The Grammar School of King Edward VI at Stratford-upon-Avon (commonly referred to as King Edward VI School or shortened to K.E.S.) is a grammar school and academy in Stratford-upon-Avon, Warwickshire, England, traditionally for boys only. However, since September 2013 the school has admitted girls into the Sixth Form. It is almost certain that William Shakespeare attended this school, leading to the school widely being described as "Shakespeare's School".

History
There has been an educational facility at the current site of the school since at least the early thirteenth century - established by the Guild of the Holy Cross, the School can trace its origins to May 1295, when in the Register of Deacons of the Diocese of Worcester there is the record of the ordination of Richard as rector scholarum, to teach the basics of learning the alphabet, psalters, and religious rites to boys. A schoolroom, schoolhouse and payment of £20 per annum for a master was one of the provisions of King Edward VI's charter which established Stratford-upon-Avon as a borough in June, 1553. The school was re-founded as one of King Edward's schools nine days before the young king died of tuberculosis and is believed to be the last of the King Edward VI Schools. A history of the early years of the school has been published by the former chairman of the governors Levi Fox.
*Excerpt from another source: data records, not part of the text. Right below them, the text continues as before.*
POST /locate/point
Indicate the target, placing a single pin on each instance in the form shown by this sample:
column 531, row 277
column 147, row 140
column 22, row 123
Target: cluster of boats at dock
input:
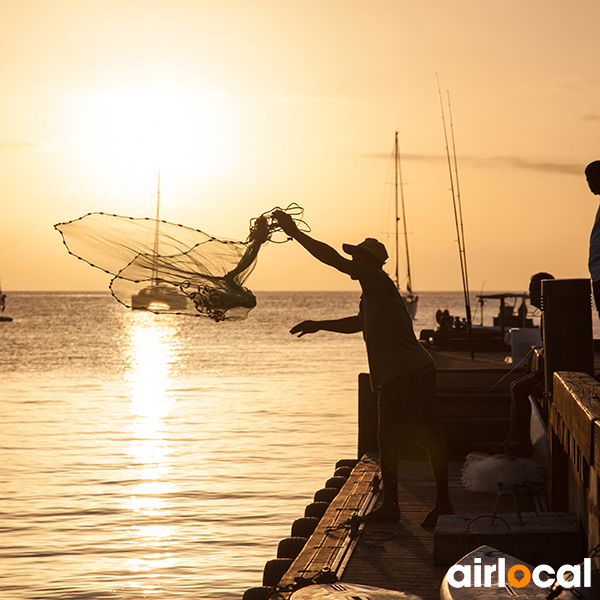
column 474, row 403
It is likely that the playwright and poet William Shakespeare attended the school between the ages of seven and fourteen.  His father, John Shakespeare, a glover and wool dealer in the town, held the office of bailiff of the borough in 1568. As a child, William would have been entitled to a free place at the school, and it was the only school for miles around, however there is no conclusive evidence that he was schooled there. Classmates may have included William Smith, Richard Field, John Sadler, Arthur Cawdrey, John Lane, Robert Dibdale and Thomas Green.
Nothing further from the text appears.